Yes, I’m happy to be back to Renaissance with my ¨Dystopia EP¨. After releasing ¨The Storm¨ EP earlier this year, which was more focused on remixes from my album, plus a new exclusive track, I wanted to return to the label with some fresh material. When I did Dystopia and Solitary Road, I knew instantly that Renaissance would like this pack. So when I sent it to Marcus, he replied that they really liked it, and both sides when discussing the remixer, we thought about Musumeci & Dodi Palese to round up the EP.

Talking about production, do you have some fixed routine when it comes to studio time or when you have an idea you write it down and try?

Well, I always try to start a track with different approaches.
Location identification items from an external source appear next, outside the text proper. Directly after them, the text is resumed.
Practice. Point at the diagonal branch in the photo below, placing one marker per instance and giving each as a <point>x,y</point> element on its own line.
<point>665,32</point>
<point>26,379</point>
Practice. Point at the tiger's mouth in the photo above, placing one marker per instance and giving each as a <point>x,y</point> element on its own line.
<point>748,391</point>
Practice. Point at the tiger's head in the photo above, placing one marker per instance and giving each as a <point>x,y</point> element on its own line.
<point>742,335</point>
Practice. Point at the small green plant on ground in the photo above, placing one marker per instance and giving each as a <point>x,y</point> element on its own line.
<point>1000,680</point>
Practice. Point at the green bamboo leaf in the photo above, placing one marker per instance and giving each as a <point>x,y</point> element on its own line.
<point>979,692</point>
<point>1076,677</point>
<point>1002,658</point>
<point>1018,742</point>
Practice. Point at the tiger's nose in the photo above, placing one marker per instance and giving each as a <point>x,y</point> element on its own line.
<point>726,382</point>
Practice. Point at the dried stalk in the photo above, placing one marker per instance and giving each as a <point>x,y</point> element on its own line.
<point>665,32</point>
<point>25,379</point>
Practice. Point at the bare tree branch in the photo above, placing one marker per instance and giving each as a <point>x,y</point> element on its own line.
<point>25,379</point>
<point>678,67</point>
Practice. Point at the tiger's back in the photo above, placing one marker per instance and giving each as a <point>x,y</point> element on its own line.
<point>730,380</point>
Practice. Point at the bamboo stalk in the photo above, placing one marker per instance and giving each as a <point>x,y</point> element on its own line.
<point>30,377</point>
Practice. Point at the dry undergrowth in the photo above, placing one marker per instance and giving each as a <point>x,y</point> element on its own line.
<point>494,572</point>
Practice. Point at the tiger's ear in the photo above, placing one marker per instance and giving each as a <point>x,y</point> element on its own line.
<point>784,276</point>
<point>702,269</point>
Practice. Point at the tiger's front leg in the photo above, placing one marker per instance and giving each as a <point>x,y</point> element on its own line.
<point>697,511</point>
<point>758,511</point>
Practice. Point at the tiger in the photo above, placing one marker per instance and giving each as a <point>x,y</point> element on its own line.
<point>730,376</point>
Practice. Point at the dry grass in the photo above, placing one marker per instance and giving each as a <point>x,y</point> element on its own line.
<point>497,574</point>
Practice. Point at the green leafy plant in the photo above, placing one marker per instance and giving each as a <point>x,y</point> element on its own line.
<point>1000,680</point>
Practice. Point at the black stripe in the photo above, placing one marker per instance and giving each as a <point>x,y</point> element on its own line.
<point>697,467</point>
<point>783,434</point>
Sometimes I can start just playing some chords or some notes, leave a midi loop, and start modeling my sound on one of my synths. Some other times I start with a groove. But to be honest I always try to sit down and make the most out of the hours in the studio. It doesn’t matter if I don’t leave with anything I like, this is a learning experience, and a practice to keep the workflow and inspiration. I’m a believer that you don’t have to wait for inspiration to come, the best way to find it is to just sit down and start doing something, no matter if you erase it or it doesn’t work, but this will lead you to the next day to come up with something.

You also have your own label, Oddity. Could you tell us more about it? How was it born, why a label, and what have been the major challenges?

Oddity was launched in 2017, so it’s now been 4 years since I started it. I wanted my own platform to sign newcomers, my own music, and established names, but fully curated by me from the artwork to the sound and concept of the whole label. The first 4 releases were vinyl and digital, but later I decided to become digital-only.

I think my label works better, not only on the timings but also on who is supporting the label. I always focus on keeping the top quality on releases, art, mastering, and everything.

The major challenge probably is positioning yourself as a new label with others in the markets. But with constant work, defining my own sound in the realm of melodic house and techno, and selecting the right music, the label became one of the top 10 bestselling labels of the past 6 months in the genre according to Beatportal earlier this year.

It’s also a constant challenge deciding the music I’m signing, cause I always want the artist to bring their best and feel comfortable with their release and the whole process, as well as to keep all the people that have supported Oddity over these years happy with what to expect from the label.

Now that clubs and festivals are opening again, can we expect to see you behind the decks shortly?

Yes, fortunately, I haven’t stopped since July onwards. I was able to tour the US for three weeks, and I’m constantly traveling around Europe nowadays. Have a lot of plans for gigs around the world already up until next year, as well as a lot of releases and remixes lined up. So you’ll defo see me around a lot. (Fur Coat next gigs can be found here)

What are your future plans for Fur Coat?

To continue to do what I love and believe in the most. Fur Coat is my project and my life, so I’m all in on this. After passing through such a tough year like 2020, I just became stronger and more focused. So I aim to keep developing the Fur Coat sound, releasing EP’s, remixes, touring, and managing my label Oddity.